Your statement is rather vague, but I generate each sample one at a time at their correct times. So obviously, the S-DSP routine is called and generates exactly one sample ~32,000 times a second. On the real SNES, of course, the S-DSP runs much faster than 32khz, and uses it's extra time to perform memory fetches and internal calculations (output rate is still 32khz, of course). Nobody in the SNES emulation scene has the skill necessary for determining what and when the S-DSP is fetching, so current emulation as in bsnes is about as accurate as you're going to get. anomie wrote the core, and he basically read back the mixed results and compared to his emulation to get it to where it is today.
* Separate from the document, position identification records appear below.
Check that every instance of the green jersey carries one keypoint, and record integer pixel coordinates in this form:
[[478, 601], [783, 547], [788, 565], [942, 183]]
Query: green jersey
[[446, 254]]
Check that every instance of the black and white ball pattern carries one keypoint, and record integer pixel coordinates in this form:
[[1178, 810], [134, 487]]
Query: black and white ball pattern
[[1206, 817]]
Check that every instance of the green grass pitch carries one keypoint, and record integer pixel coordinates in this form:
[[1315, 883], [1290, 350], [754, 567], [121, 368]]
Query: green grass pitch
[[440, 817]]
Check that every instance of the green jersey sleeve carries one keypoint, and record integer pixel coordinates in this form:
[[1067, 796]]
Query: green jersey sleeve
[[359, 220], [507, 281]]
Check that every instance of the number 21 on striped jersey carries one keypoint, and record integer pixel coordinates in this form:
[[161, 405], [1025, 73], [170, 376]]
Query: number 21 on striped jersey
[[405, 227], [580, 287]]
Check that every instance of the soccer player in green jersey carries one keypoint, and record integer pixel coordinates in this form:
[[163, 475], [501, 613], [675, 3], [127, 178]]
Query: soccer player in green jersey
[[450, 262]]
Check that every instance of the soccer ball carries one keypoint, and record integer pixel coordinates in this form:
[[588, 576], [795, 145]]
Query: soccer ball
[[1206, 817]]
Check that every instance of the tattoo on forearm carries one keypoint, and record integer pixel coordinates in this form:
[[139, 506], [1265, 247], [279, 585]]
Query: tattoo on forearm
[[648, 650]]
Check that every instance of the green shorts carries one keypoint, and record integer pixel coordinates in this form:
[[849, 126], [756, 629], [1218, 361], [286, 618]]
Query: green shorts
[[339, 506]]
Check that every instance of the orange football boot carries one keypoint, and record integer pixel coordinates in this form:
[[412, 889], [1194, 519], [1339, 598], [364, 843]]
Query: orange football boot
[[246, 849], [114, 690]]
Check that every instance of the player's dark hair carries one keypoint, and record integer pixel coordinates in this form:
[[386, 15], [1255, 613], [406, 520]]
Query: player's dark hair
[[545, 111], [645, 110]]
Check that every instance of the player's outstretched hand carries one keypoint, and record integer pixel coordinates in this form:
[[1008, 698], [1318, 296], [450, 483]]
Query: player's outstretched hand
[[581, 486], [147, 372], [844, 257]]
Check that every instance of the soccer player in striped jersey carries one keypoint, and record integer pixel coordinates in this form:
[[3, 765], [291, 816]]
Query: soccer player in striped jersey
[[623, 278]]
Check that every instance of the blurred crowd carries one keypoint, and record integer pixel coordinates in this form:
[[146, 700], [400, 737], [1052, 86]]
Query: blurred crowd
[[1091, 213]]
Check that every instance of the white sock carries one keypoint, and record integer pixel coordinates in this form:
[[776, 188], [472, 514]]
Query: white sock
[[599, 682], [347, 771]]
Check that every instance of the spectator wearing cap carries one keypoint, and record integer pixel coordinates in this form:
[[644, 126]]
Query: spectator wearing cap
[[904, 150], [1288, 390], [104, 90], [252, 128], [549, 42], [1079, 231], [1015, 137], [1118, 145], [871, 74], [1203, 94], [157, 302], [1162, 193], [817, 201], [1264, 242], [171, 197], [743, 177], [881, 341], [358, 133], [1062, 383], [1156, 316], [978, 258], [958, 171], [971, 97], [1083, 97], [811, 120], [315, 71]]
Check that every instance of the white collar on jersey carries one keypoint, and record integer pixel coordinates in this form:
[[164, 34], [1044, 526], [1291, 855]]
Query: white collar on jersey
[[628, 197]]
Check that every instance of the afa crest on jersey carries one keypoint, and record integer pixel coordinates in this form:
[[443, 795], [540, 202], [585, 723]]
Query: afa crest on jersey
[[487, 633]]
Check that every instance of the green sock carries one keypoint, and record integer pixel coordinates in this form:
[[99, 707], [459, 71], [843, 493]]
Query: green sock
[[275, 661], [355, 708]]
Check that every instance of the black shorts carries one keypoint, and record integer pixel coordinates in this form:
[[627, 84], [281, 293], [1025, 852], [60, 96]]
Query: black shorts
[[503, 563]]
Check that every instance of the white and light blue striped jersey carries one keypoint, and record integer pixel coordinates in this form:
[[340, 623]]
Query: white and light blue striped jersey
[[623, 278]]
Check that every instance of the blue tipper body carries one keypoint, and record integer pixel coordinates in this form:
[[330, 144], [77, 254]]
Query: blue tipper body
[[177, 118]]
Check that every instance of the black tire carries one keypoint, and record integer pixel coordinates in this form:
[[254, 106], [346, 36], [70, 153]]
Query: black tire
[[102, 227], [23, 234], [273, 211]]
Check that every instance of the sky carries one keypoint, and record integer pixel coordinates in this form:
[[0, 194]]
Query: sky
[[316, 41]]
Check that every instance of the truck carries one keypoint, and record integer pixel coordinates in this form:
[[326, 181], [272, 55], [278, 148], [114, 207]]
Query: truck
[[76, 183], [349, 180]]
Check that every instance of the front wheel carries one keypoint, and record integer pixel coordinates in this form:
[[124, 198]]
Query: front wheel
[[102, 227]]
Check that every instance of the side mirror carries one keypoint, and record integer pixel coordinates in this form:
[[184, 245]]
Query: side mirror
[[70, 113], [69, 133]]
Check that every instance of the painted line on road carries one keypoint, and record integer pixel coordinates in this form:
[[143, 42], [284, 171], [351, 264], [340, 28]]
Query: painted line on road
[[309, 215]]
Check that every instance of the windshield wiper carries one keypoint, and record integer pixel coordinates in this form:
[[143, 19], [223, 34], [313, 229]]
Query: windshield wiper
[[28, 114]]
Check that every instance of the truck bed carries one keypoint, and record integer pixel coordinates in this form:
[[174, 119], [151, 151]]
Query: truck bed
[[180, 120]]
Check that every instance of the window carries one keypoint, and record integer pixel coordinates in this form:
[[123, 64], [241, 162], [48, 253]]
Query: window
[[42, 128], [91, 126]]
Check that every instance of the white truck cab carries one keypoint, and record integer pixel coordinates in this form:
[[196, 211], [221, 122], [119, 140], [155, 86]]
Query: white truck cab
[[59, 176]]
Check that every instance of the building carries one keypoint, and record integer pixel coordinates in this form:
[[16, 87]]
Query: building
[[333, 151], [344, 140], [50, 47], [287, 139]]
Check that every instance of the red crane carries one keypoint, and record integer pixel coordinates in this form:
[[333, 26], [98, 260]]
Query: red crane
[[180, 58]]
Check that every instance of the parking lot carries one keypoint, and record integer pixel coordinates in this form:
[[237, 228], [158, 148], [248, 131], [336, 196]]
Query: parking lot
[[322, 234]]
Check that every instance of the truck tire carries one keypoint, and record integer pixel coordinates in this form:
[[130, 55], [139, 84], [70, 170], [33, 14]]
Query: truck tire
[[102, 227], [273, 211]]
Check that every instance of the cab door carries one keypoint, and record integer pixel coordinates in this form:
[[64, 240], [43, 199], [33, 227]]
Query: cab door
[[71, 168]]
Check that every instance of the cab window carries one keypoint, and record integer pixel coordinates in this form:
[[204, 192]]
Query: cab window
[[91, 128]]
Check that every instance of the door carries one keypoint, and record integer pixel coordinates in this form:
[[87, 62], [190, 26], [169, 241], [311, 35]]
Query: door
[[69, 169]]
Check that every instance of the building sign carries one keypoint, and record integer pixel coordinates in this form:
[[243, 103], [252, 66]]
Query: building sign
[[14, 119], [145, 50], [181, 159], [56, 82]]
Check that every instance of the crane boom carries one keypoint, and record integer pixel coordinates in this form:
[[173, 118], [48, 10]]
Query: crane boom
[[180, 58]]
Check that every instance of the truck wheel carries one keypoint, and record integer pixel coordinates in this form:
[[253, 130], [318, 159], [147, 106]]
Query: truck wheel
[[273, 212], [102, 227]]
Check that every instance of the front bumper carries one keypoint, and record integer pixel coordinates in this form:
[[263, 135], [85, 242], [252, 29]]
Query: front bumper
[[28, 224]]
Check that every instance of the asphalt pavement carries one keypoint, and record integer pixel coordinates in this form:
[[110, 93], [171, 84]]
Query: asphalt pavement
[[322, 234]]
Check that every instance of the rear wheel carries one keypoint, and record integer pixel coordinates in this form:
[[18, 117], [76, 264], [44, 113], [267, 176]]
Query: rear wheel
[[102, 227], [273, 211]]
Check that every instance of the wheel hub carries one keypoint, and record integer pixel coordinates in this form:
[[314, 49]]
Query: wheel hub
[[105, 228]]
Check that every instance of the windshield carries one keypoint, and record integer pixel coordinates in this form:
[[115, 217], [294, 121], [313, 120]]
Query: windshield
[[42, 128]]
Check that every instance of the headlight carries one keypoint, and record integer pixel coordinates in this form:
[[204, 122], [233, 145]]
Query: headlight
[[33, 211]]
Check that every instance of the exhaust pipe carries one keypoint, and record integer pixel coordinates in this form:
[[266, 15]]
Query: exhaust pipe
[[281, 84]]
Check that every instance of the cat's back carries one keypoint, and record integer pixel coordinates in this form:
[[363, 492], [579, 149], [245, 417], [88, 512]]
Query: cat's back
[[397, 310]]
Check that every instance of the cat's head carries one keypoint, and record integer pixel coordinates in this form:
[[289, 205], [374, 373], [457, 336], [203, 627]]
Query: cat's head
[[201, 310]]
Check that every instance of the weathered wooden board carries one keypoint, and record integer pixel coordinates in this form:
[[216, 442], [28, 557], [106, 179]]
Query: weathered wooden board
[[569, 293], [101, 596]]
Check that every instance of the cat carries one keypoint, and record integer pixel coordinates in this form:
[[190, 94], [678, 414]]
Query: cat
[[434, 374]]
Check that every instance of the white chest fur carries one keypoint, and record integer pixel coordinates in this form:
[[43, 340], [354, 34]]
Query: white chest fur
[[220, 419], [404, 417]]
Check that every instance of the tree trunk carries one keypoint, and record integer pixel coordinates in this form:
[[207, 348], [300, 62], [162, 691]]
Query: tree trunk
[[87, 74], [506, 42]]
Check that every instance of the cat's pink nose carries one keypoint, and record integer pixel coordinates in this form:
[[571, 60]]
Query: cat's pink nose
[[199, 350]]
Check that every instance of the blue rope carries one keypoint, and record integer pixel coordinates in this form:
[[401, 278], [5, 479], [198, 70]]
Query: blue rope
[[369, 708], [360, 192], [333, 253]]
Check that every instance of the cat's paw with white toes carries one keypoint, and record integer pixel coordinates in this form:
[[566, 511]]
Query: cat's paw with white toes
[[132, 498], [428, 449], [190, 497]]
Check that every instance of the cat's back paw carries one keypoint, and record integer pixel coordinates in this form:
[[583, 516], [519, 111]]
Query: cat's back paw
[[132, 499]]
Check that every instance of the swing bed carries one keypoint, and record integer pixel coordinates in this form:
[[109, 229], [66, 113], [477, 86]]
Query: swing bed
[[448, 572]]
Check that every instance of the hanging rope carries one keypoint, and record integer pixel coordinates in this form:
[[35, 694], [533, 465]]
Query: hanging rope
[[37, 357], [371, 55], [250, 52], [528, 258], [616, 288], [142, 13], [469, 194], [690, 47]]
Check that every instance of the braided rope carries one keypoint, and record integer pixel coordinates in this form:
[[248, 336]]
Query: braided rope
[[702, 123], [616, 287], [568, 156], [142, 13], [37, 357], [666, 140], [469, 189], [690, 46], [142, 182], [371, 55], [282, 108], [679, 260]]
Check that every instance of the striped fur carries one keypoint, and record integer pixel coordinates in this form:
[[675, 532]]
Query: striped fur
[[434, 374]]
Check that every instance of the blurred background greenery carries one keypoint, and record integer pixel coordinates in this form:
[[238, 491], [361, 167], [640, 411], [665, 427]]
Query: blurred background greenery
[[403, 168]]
I should also mention that any "is this an emulator?" checks that rely on more than 32khz precision of the S-DSP would be extremely unreliable on real hardware as well. The S-SMP isn't fast enough and lacks true precision timers necessary to accurately gauge interactions between it and the S-DSP at the clock level.
SNES9x and ZSNES run several samples at the same time, but they tend to invalidate their caches under certain conditions anyway, so the results are pretty close. You should be more shocked that ZSNES doesn't even have opcode timing for its' S-SMP (SPC700) emulation. It treats nop and div as taking the same amount of time to complete.
As for your VRAM question, perhaps you're not taking into account that each tilemap entry has a 10-bit character index, giving you 1,024 tiles to work with per BG. I often stick 8x8 variable-width tiledata after the 8x8 font in VRAM. This is usually reserved for textbox data or something. You can use extra memory around it, or use it all when the textbox isn't onscreen anyway. And if d4s were so inclined, moving the location of the tiledata in VRAM is doable, too (eg if there is background data immediately after the 256 characters used by the 8x8 font). But way more work.